What are your thoughts? Gimmick or the future?
More like the past. That shit's been working and unchanged for years
gimmick until it works flawlessly
The actual reason I made this thread is that I could get my absolute dream job (in a company developing for BMW) if I convince them that my specialization, speech-based technology, is essential in the digitalization of cars.
My opinion is the following: as things stand, voice recognition in cars is little but a gimmick. There is a proness to errors, especially with lagging connection and background noise, that makes speech recognition completely unviable for handling core functions of the car. No one would actually use it.
So what you need is a reduced instruction set paradigm: as system that recognized very few commands, but does so without internet connection and without failure.

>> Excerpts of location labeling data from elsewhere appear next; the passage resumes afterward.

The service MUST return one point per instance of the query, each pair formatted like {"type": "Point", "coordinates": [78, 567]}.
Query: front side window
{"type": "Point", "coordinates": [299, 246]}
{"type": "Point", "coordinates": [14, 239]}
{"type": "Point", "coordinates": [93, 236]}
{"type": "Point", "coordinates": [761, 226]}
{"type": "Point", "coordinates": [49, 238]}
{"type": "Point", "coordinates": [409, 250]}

For this, one would need to conduct research on how the speech a driver would use intuitively would sound like and how you can narrow this speech to very few, very reliable commands. For that, the company could use someone like me, a specialist in natural language recognition.
>>58039852
What parts of a car would you control with voice? In general, you have to simplify the interaction with the car to provide a benefit for the user. If a voice command replaces one button press, e.g. change the radio channel, it offers little benefit for the user.

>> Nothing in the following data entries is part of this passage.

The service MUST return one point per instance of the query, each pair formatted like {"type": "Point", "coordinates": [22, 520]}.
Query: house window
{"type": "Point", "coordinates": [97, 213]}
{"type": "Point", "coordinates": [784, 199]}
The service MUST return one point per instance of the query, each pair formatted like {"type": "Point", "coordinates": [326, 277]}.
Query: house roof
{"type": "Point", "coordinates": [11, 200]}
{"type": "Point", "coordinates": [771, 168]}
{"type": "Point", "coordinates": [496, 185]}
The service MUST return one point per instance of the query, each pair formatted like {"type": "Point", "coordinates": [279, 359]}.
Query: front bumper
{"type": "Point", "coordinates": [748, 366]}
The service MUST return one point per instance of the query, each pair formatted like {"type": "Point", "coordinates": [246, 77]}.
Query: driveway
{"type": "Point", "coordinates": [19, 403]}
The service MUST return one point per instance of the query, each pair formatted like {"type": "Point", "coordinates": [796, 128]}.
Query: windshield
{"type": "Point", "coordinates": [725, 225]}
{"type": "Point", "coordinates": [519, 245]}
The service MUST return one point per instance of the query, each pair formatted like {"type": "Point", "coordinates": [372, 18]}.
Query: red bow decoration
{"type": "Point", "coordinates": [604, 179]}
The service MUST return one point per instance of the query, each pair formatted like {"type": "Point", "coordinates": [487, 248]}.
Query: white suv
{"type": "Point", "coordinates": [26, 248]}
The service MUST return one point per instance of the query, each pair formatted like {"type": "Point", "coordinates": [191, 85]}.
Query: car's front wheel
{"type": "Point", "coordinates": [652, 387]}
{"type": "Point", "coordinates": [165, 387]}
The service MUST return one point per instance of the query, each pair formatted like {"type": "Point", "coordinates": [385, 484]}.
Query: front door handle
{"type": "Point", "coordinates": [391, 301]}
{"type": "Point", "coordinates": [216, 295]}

If a voice command can reliably initiate navigation to an arbitrary place, it simplifies the driving experience, since the address doesnt have to be typed in on the cars touch screen.
The hard part is not only developing reliable speech recognition, but also finding a good use case for it. This also applies to other areas nowadays, especially IoT. Technologically possible, but in the current state basically useless.
>>58039852
This posts just tells me you're not even close to a specialist.
>>58040379
Makes sense. I'm a student looking for an internship, I completed only two and a half semesters. We didn't get to the practical parts yet.
>>58040352
Thanks, that's something to think about. If yoij can always just press a button, voice commands are difficult to justify.
I believe it'll stay a gimmick, albeit driver-less vehicles might make use of voice commands
As gimmicky as it gets, at least for now.
Recognition rates need to be near 100% for it to produce palpable results.
It's a gimmick on my 2003 car, it just about gets the command 'Radio' but otherwise it has no idea.